伝承と出遭う

“例えば、中世の終わり頃と宗教改革の時代に、西方教会の神学論争の中で、聖書と伝承(伝統)の関係という問題が激しい争点となったのは、統一された体系の犠牲の上でのことであった。伝承は啓示の独自な源泉であるという理論の支持者たちは、伝承と使徒的継続性の明確化の中でその位置づけを定義するのに寄与してきた、根本的に釈義的な伝承の内容を過小評価した。聖書の唯一の権威を支持した者たちは、急進的な解釈学的前提から保守的な教義的結論に至るまで論じつつ、彼らが異端の解釈に対して聖書の正しい釈義と考えたものを確保するのに果たした伝承の機能を見逃した。”(J・ペリカン著、鈴木浩訳、『キリスト教の伝統 教理発展の歴史 第1巻 公同的伝統の出現(一〇〇─六〇〇年)』教文館、2006年、177頁。)
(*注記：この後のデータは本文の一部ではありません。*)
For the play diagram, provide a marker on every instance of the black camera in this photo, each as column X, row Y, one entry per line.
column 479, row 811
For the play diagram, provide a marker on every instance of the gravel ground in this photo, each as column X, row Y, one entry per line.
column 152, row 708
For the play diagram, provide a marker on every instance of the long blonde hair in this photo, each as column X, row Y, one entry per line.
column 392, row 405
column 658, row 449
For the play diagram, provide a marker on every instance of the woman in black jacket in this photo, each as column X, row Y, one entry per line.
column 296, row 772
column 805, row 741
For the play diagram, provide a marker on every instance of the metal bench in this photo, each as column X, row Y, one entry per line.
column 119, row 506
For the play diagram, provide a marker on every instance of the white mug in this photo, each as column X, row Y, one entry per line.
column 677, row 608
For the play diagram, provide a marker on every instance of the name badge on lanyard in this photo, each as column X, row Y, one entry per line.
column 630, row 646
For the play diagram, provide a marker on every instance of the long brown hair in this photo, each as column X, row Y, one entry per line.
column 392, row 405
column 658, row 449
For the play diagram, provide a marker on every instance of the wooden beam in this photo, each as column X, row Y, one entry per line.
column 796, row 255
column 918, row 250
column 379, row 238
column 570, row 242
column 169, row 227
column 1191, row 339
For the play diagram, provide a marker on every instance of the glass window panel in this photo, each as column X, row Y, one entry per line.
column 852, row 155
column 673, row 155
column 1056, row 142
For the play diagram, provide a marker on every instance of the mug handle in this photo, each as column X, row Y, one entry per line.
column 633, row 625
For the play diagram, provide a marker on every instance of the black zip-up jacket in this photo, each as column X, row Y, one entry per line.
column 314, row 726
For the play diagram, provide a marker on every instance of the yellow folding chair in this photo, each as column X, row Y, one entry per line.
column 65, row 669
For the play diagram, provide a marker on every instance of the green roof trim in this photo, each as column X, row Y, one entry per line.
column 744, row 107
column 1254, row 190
わたしは自分ひとりで聖書を読んでいるのではなくて、教会の(教会という)伝承のなかで聖書を読んでいるのだということ。そしてまた、伝承は聖書が編まれ、伝えられるなかで形作られてきたし、今も主を信じて聖書を読む人々のなかに生きて形成され続けているのだということ。
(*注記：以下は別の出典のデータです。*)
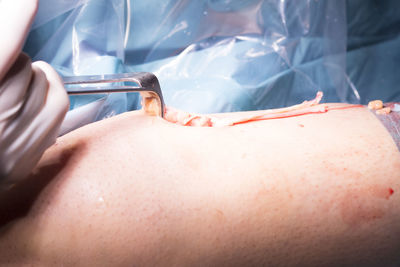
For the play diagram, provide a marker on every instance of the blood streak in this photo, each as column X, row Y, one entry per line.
column 307, row 107
column 360, row 206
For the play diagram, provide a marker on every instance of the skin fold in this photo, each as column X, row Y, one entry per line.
column 135, row 190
伝承は右翼のような巨木ではない。そのような巨木なら、巨木から外れたように見える人と伝承とは何の関係もなくなる。そうではなく、周辺化されていると見える人、周辺化されていると痛感している人との現実の出会いのなかで、わたしは、歴史上過ちを繰り返しながら挑戦を続けてきた教会の、その伝承の生きた証しを見るのだ。